雪の地北部の洞窟
打ち合わせは雪の地北部の洞窟に行く間に行われました。
本来はこういう状況には国が軍を整えて、危険地帯に調査などを行うのでしょうが、国という概念が無いこの世界では、自主的に治安を守っている部隊が調査等を行う事になってました。
残念な事に、誰一人として戻ってこなかったという現実から、治安を守っている部隊からの志願者はゼロ。ということで、ボク・シャルドネ・マリーの三人で行くことになったので、歩きながら話そうという事になったのです。
「神……ということだけど、何か方法はあるの?」
「ある……かも知れませんとしか言えません」
「曖昧ね」
ボクは苦い顔でしか言えません。
そこに気がついたマリーが代わりに答えます。
「一番の主軸はシャルドネよ。そして、相手は神。神術の『心情読破』や『認識阻害』は息を吸うように使えるのよ。ここで作戦を話したら、シャルドネを通してバレるわね」
「ゴルドとマリーは大丈夫なの?」
「心情読破に対抗できる神術、『心情偽装』でなんとかするわ」
「……わかった。信用する」
真剣な目でボクを見ます。しかしシャルドネの手は震えていました。
相手は鎌を持った死神。何故無差別に人を殺すのかは不明ですが、それも含めて調査したいところです。
「まもなく到着ね。あれは……何かしら?」
茂みに隠れてマリーが目を細めて見る先には、黒い獣のような形の生物がいました。
「あれは……悪魔でしょうか」
「悪魔? どうしてここに?」
「分かりませんが、見る限り低位の名無し悪魔と思われます。ちなみにこれ以上は『絶対に』探りません!」
「……わかってるわよ」
悪魔の魔力と精霊の魔力の相性は最悪……というより、一方的に精霊の魔力が悪魔の魔力に負けてしまうので、回復が大変なのです。
「でもワタクシが見る限りでは、生物にも見えるわね。もしかして、悪魔の薬を飲んだ獣……かしら?」
「それも考えられます」
「なら、倒せるわね!」
一瞬でした。
シャルドネは、一瞬で茂みから出て、まずは目の前の悪魔に拳を入れます。
「ゴルド! 残りの数!」
「えっと、六です!」
「了解!」
周囲を一周し、次に近い悪魔へ拳を入れます。その間に遠い悪魔は異変に気がついたのか、仲間を呼ぼうと吠えようとします。
「ワオッ!」
氷の槍が悪魔の喉に刺さり、声が出せない状態となります。
「マリーは普通の魔術も使えるのですね」
「ええ、これくらいは護身術よ。錬金術師さんも見せてくれても良いのよ?」
「では、『投石』!」
ボクの生成した石は、シャルドネの背中を狙っていた悪魔に命中。怯んだ所をシャルドネが回し蹴りをして命を絶ちました。
「ふう、これで六。周囲は居ないわね?」
「魔力探知にも引っかかりません。おそらく大丈夫です」
「こうして見ると、錬金術師さんはやはりずるいわね。魔力の塊なのでしかた無いのだけれど」
マリーがボクを見て突然不満を口に出しました。
「心情読破をポンポン使えるマリーに言われましても、そちらの方がボクとしてはすごいと思うのですが」
「これは生まれつきなのよ。神術に関しては相性が良いの。多分……神の心も読めるかもしれないわね」
それはすごいですね。でしたら是非この先にいると言われている神に使ってもらいたいです。神に使えたらの話ですけどね。
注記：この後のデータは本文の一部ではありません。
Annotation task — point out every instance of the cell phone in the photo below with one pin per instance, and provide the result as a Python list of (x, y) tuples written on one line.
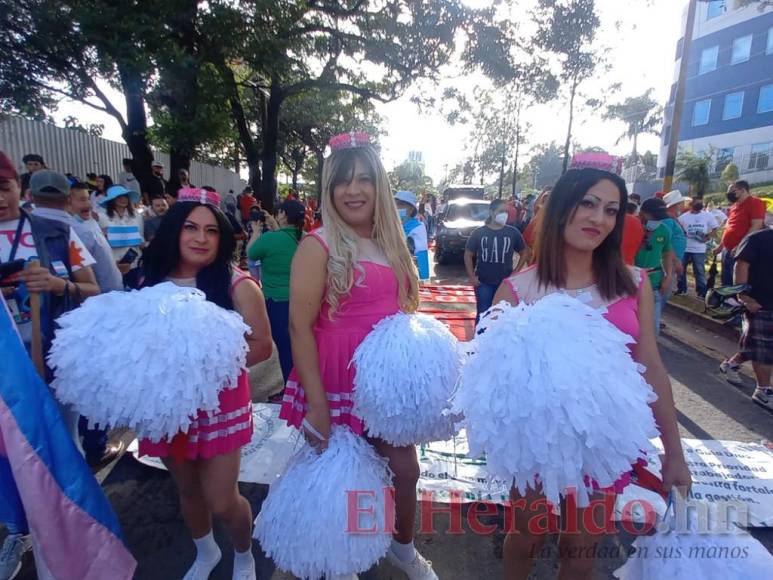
[(9, 272), (257, 215), (129, 257)]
少し進むと洞窟の入り口に到着しました。さて、洞窟の周囲を念の為『魔力探知』で調べま……。
「ぬああ!」
突如、後ろへ飛ばされました。
シャルドネが瞬時に反応して、ボクの体を捕まえます。
「大丈夫?」
「ええ、大丈夫です。ですが、これから大丈夫では無いと思います。だって、あれは……」
そう。予想はしていましたが、できれば外れて欲しかったです。
『何の用だ、下位精霊。それと人間』
頭に直接呼びかけるその声は、恐怖がこみ上げるほど恐ろしい音圧。そして、その姿は人間が想像して描いた神と言われる外観から外れた容姿をした化け物でした。